Все дни, пока длился конгресс, я был в каком-то угаре и не столько беспокоили меня ученые старички — делегаты конгресса, сколько переводчики, репортеры и прочий служивый люд, запрудивший коридоры и комнаты дворца.

Но вот кажется, все прошло более или менее гладко. Конгресс закончил свои работы, на другой день был прощальный банкет. Тут-то я и сорвался.

Банкет был грандиозный. Лучшие повара со всего Ленинграда готовили изысканные и обильные кушанья. Шампанское и водка лились рекой. На столах серебро и хрусталь. Завитые лакеи, одетые в безукоризненные фраки. Непрерывно произносились тосты. Наши кремлевские сявки лезли из кожи, стараясь показать изобилие в стране, хотя в это время миллионы людей на Украине, Кубани и Казахстане гибли от голода. Чего стоит только такой номер: к десерту были поданы торты. Но что это были за торты, и как они были поданы! Открывается вдруг дверь и одна за другой вкатываются никелированные тележки, на каждой лежит огромной величины и причудливой формы

 

- 43 -

торт. Рядом торжественно выступают в белоснежных одеждах с большими блестящими ножами в руках повара. Тележки остановились между столами. Точно по команде, взмахнув ножами, повара рассекают торты, а из них вылетают живые белоснежные голуби и устремляются к потолку и окнам, а люди улыбаются и аплодируют.

Смотрел я на этих голубей, сидя за столом, и смешными мне казались и эти старички с младенчески чистыми доверчивыми глазами, и вся эта голубиная, затея, подготовленная кремлевскими канальями.

Был я уже изрядно пьян, и хотя желудок мой был до отказу наполнен всякой вкусной пищей, я все еще жадно шарил глазами по столу. Напротив мен» стояла большая хрустальная ваза, доверху наполненная грушами дюшес. Ах, какие это были ароматные, нежные, вкусные груши! И как могли их сохранить до глубокой зимы? Две груши я уже съел, и сейчас, пока люди таращили глаза на голубей, я решил взять еще пару и сохранить их для своих девочек. Поиграв небрежно десертным ножом, я с независимым и рассеянным видом взял одну грушу, повертел ее в руках и незаметно сунул в боковой карман пиджака. К этому времени уже успели разрезать и подать на столы торт. Не торопясь, ем я торт и продумываю план похищения второй груши.

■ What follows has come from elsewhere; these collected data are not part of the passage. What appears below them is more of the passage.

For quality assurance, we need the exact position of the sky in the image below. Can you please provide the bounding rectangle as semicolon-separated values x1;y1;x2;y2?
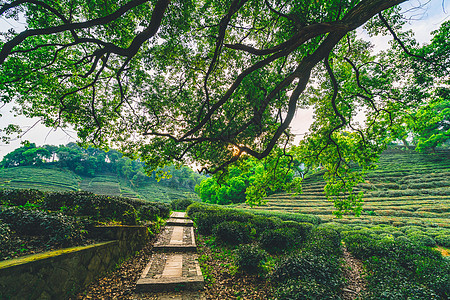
0;0;449;158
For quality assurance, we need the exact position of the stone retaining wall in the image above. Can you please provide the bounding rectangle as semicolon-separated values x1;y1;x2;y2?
0;225;151;300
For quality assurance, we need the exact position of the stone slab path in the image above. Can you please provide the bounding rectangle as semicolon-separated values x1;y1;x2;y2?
136;212;204;296
153;226;196;252
165;218;194;227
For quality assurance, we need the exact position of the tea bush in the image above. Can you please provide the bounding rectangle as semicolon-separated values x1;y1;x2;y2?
259;228;290;253
186;202;219;218
240;209;321;225
280;221;313;240
195;211;226;235
138;204;159;221
407;232;436;247
0;221;12;257
363;256;447;300
304;227;341;257
344;229;449;299
0;206;86;246
275;278;338;300
259;227;301;253
171;198;195;211
435;235;450;247
151;202;170;219
271;251;343;298
235;244;267;274
190;204;253;235
43;190;170;224
0;189;44;206
213;221;251;245
344;233;374;259
42;191;92;211
249;215;278;235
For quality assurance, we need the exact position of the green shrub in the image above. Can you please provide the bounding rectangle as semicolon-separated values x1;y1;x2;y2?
259;228;293;253
171;199;195;211
213;221;251;245
138;204;159;221
186;202;217;218
318;222;349;233
0;206;85;246
391;231;405;237
243;209;321;225
305;227;341;257
195;211;226;235
280;221;313;239
249;215;278;236
344;233;375;259
119;209;138;225
363;256;445;300
275;278;337;300
415;257;450;299
395;235;411;244
271;251;343;294
192;206;253;235
0;221;12;257
408;232;436;247
149;202;170;218
435;235;450;247
43;192;147;224
235;244;267;274
363;278;441;300
42;191;92;211
269;216;284;227
0;189;44;206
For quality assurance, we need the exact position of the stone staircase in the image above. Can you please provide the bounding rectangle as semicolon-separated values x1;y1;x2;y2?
136;212;204;293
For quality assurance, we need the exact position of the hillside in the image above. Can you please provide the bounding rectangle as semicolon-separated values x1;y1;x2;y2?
238;149;450;228
0;165;198;203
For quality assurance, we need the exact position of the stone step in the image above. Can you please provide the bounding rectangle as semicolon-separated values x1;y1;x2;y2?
154;226;197;252
170;212;188;219
136;253;204;292
166;218;194;227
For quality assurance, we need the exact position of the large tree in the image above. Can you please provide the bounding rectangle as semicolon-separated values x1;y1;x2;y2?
0;0;445;212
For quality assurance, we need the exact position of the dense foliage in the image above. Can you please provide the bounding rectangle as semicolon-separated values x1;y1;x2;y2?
1;0;446;213
187;203;316;253
195;153;301;205
170;198;195;211
343;233;449;299
0;188;170;224
190;203;449;299
0;188;170;260
0;206;87;246
0;142;205;191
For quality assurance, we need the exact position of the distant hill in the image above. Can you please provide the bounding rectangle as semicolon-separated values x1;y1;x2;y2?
0;165;199;203
238;149;450;228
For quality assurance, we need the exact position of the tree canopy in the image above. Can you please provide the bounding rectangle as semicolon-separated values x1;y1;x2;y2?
0;0;448;213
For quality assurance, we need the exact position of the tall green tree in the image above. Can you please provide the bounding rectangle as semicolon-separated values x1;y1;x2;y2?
196;150;299;205
0;0;444;213
0;142;50;167
401;21;450;151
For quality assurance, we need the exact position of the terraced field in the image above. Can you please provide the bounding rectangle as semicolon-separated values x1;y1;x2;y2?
238;149;450;228
135;183;199;203
0;166;80;191
80;174;122;196
0;166;199;202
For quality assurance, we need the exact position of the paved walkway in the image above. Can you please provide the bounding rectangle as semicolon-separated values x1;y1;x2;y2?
136;212;204;299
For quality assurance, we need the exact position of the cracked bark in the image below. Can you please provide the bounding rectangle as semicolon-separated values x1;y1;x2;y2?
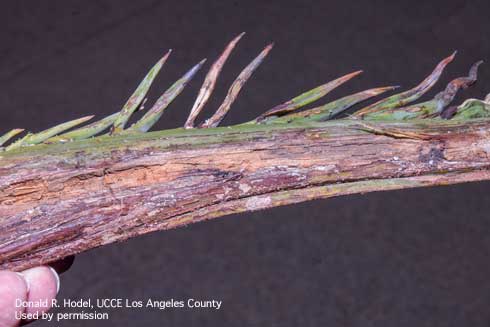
1;118;490;271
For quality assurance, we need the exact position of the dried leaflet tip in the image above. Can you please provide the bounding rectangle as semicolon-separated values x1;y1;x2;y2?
354;51;456;117
201;43;274;128
432;60;483;110
360;61;483;121
185;32;245;129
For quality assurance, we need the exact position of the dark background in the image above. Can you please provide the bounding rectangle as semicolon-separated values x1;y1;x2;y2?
2;0;490;326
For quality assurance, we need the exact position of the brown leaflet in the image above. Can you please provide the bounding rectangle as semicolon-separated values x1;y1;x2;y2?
185;33;245;129
200;43;274;128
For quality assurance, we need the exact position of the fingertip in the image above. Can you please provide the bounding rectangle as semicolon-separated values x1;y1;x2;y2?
0;271;28;326
21;266;59;316
48;267;60;294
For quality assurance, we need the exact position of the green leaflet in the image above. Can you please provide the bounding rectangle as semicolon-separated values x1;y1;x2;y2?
273;86;397;123
0;129;24;147
127;59;206;133
452;98;490;120
6;116;93;151
112;50;172;133
257;70;362;121
46;112;119;142
361;104;436;121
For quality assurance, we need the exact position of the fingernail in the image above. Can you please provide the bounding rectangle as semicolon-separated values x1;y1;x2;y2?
48;267;60;294
16;272;30;293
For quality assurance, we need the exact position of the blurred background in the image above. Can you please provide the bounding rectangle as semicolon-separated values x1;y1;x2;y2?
1;0;490;325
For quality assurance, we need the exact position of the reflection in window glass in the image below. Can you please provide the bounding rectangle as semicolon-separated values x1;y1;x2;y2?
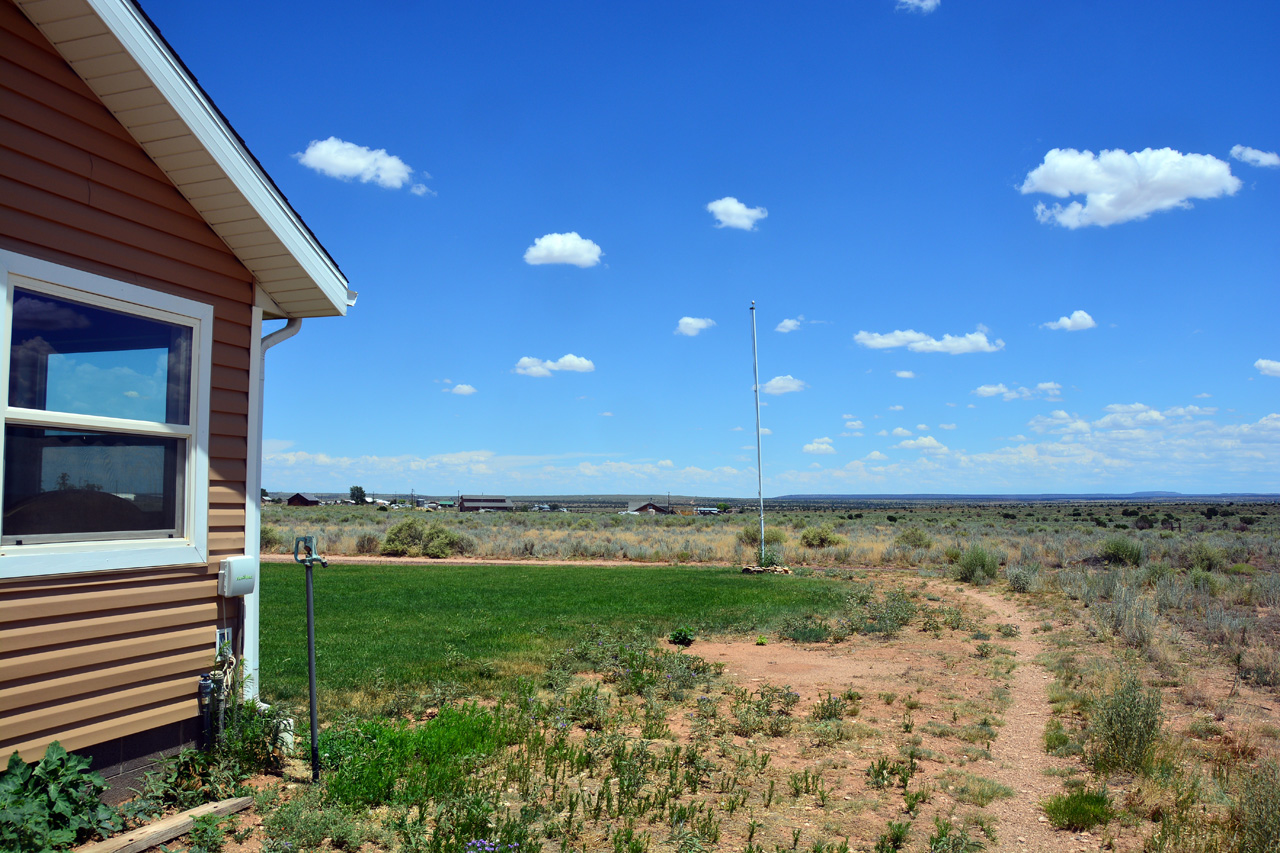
2;426;184;541
8;289;191;425
46;349;171;423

Вдруг подходит лакей, наклоняется ко мне и говорит тихонько:

- Вас, Степан Никанорович, вызывают.

Вышел я из зала, смотрю — стоит агент. Злой, глаза на выкате, наглые, так и колят меня.

- Пойдем, - говорит. Зашли в мой кабинет. Он ткнул пальцем мне в бок.

- Показывай, что у тебя в кармане? — И, не дожидаясь ответа, расстегивает мне пиджак.

- Выкладывай!

Сунул я руку в карман, а там какая-то липкая каша. Раздавил, видимо, я свою грушу.

- Где твой собственный костюм? — спрашивает.

- Здесь, в шкафу.

- Переодевайся!

Посадили меня в автомашину — и в собачник. Комендант дворца, большевик, авроровец, банкет, пир, шампанское, торт чудовищных размеров с живыми голубями — вот, только сейчас, тридцать-сорок минут тому назад, и вдруг - собачник и я — полное ничтожество!

Но морально я не был раздавлен. Внутренне я был уже подготовлен к этому удару. Кругом аресты, крики о врагах народа, доносы, слежки, гнетущая атмосфера и неуверенность в завтрашнем дне. Все это так мучительно переживалось мною, что попав в тюрьму, я почти успокоился. Во всяком случае, спал я в тюрьме лучше, чем дома...

...В январе 1938 года, во время массовых, внесудебных расстрелов заключенных на Воркуте, был расстрелян и авроровец Трофимов.